Nasdaq is advancing a proposal to move U.S. stock settlement onto the blockchain, which could fundamentally reshape the infrastructure of American capital markets. This shift aims to replace the current slow, manual, and multi-layered clearing system with real-time, automated on-chain settlement. While many discussions focus on surface-level changes like 24/7 trading, the core transformation is structural: moving from outdated T+2 (or even T+1) settlement to instantaneous, programmable, and transparent ledger-based clearing.
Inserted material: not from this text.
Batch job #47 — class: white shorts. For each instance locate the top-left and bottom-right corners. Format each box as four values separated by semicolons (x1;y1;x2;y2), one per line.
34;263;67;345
This isn’t about making stocks “more Web3” but modernizing a financial system that still relies on processes from the 1970s. The existing system—with its custodians, sub-custodians, and clearing intermediaries—creates operational friction, risk, and cost, as seen during events like the GameStop trading halts and the FTX collapse. On-chain settlement could reduce the need for traditional custodial roles, compress arbitrage opportunities built on settlement delays, and turn static securities into dynamic, composable financial instruments.
The move faces significant resistance from entrenched intermediaries who profit from the current structure, but the direction of change appears inevitable. As demonstrated by Hong Kong’s recent issuance of a green bond settled in one second (versus five days), tokenization of traditional assets is becoming an operational reality—not a conceptual experiment. When stocks migrate on-chain, other assets like bonds and derivatives may follow, leading to a quiet but profound shift in how global markets function. This isn’t just a change in technology; it’s a change in the nature of finance itself.